Animal exótico de Cuba invade o litoral paulista e já aparece em Peruíbe

Os primeiros registros da espécie no país datam de 2015, e sua identificação oficial como o 'lagarto cubano'

Quem encontrou o animal foi a modelista e costureira Natali Silva

Quem encontrou o animal foi a modelista e costureira Natali Silva | Natali Silva/Reprodução

O lagarto cubano (Anolis porcatus), espécie exótica e predadora já registrada em Santos, Guarujá e São Vicente, ampliou sua área de ocorrência e foi avistado recentemente em Peruíbe, no extremo sul da Baixada Santista.

Quem encontrou o animal foi a modelista e costureira Natali Silva, moradora da cidade. Ela contou que o lagarto permaneceu por cerca de uma semana escondido atrás de um manequim em sua loja.

“No começo achei engraçado, mas ele não ia embora. Pesquisei no Google e descobri que poderia ser uma espécie invasora. Fiquei preocupada e liguei para um amigo pedindo orientação”, relatou Natali.

Segundo ela, a primeira recomendação foi soltar o animal em uma área de mata.

“Aproveitei que ele estava dentro do manequim e fui até o mato com a “mulher” sem cabeça mesmo (risos). Mas meu amigo me ligou de volta e pediu para não soltar, porque poderia ser invasor”, contou.

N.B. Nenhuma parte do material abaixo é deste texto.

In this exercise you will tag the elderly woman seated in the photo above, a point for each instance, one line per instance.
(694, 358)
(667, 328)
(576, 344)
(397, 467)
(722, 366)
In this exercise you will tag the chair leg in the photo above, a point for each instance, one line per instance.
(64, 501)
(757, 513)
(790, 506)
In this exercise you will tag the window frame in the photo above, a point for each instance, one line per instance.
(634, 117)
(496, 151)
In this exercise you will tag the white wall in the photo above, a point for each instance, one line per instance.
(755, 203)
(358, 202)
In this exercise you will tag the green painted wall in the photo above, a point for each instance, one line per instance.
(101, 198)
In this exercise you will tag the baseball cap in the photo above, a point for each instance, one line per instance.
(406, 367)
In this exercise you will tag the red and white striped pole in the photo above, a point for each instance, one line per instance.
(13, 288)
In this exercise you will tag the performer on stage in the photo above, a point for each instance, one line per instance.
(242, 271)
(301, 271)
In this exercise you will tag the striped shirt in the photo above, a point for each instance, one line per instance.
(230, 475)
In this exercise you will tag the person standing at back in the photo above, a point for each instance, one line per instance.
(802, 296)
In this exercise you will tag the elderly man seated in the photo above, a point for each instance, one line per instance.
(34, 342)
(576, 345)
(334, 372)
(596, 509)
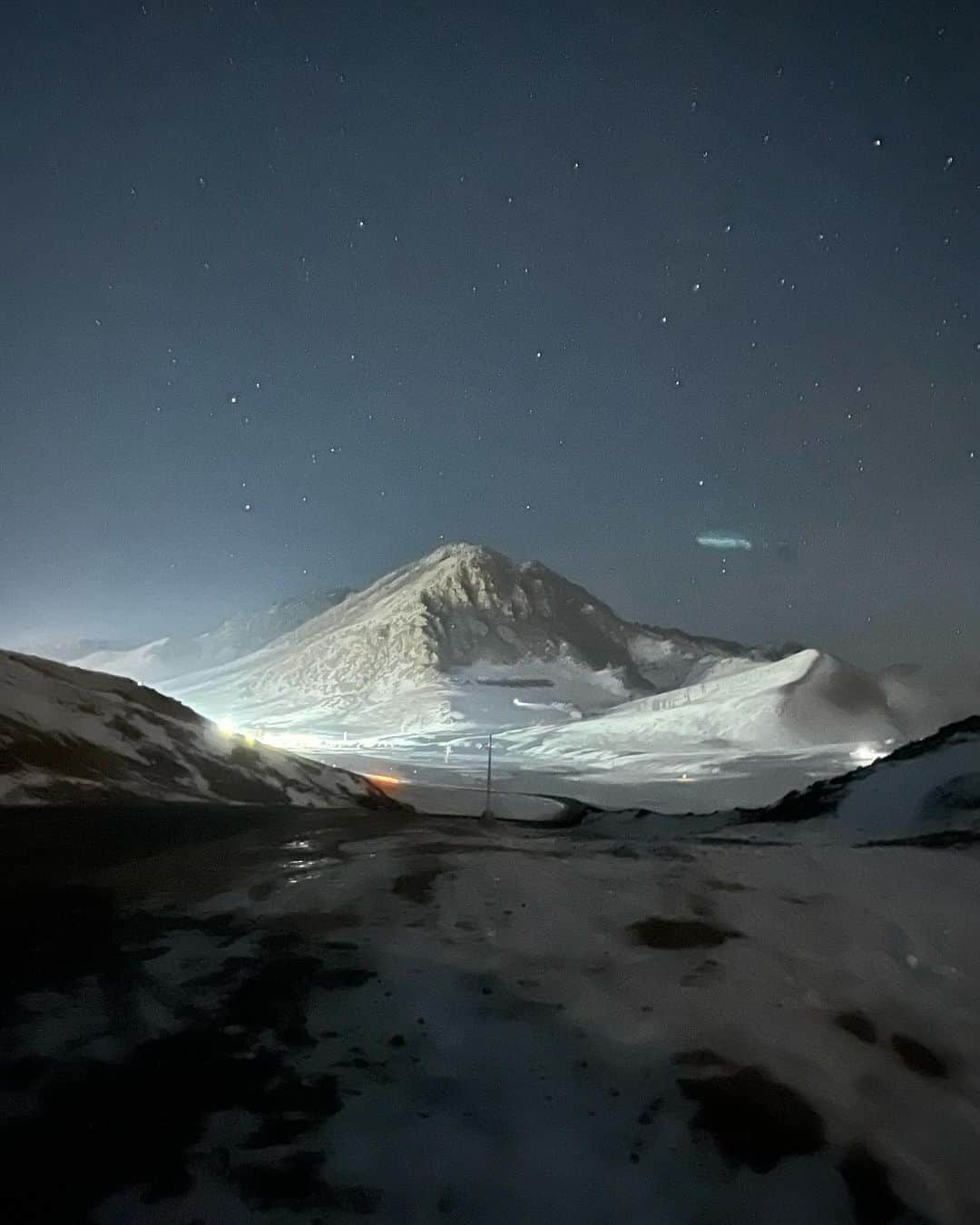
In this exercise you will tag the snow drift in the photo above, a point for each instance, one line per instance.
(69, 735)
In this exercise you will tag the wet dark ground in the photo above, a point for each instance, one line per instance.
(174, 1050)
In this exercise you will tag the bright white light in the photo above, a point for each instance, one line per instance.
(865, 753)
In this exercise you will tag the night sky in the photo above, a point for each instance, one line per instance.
(293, 291)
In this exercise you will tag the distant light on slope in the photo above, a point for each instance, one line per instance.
(720, 541)
(867, 753)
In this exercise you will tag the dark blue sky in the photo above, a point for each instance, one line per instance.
(291, 291)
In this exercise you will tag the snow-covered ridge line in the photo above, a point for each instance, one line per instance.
(75, 737)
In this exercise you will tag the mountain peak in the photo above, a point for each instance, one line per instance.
(463, 552)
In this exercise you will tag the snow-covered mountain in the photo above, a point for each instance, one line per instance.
(806, 699)
(75, 737)
(175, 655)
(462, 639)
(926, 789)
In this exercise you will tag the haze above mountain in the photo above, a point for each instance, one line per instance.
(467, 640)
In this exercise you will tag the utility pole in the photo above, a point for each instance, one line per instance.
(486, 811)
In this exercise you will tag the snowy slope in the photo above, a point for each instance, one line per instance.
(235, 637)
(808, 699)
(463, 639)
(69, 735)
(925, 788)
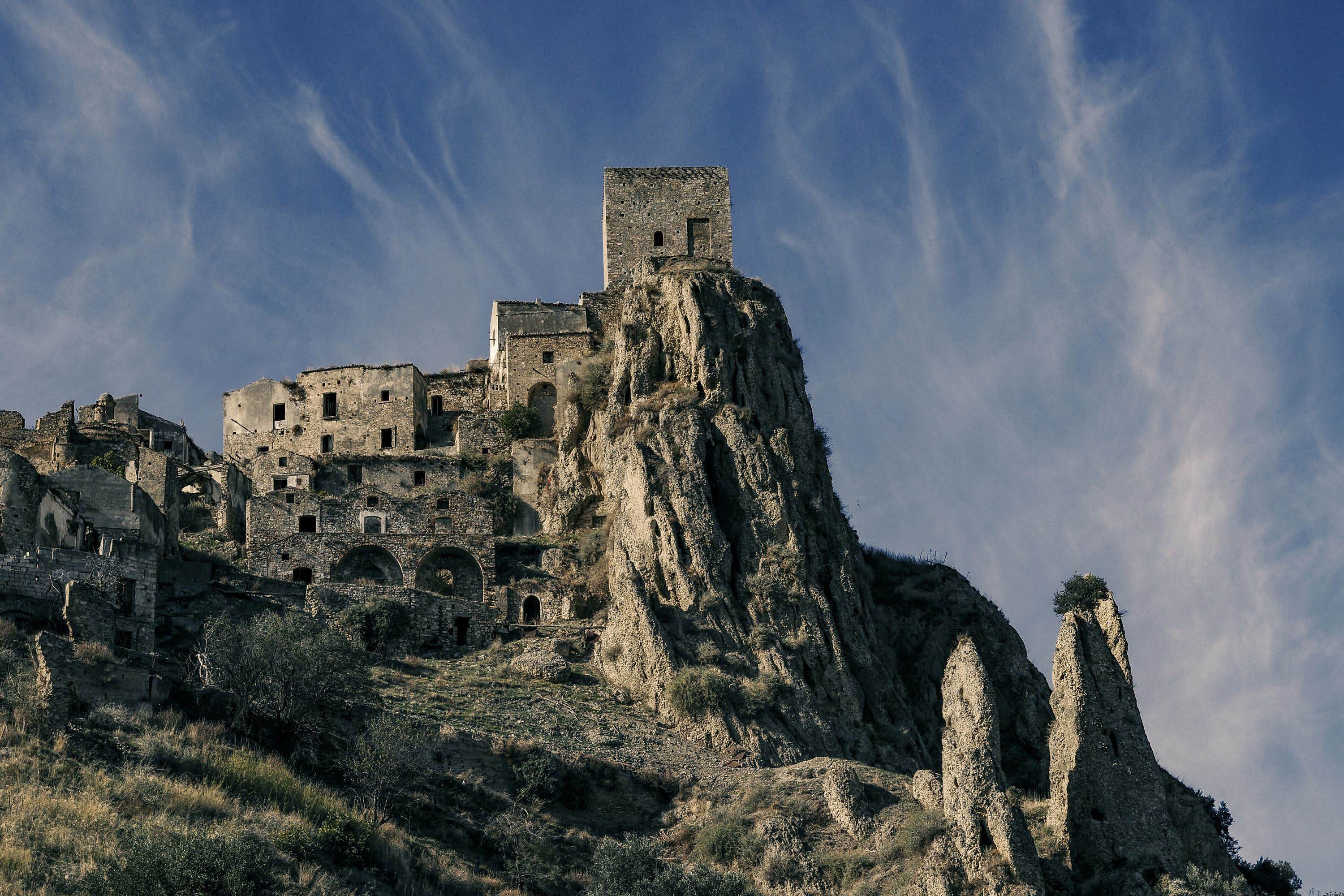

Após o alerta, Natali usou uma rede para capturá-lo com cuidado, colocou o réptil em um balde e o encaminhou ao Centro de Triagem de Animais Silvestres Jureia/Peruíbe (Cetas).

Espécie invasora e sem predadores

O biólogo Thiago Nascimento, responsável pelo Cetas, confirmou que se tratava de um Anolis porcatus e explicou que animais exóticos não podem ser devolvidos à natureza.

“Eles são destinados ao cativeiro regular, já que podem causar desequilíbrios ambientais sérios”, destacou o especialista.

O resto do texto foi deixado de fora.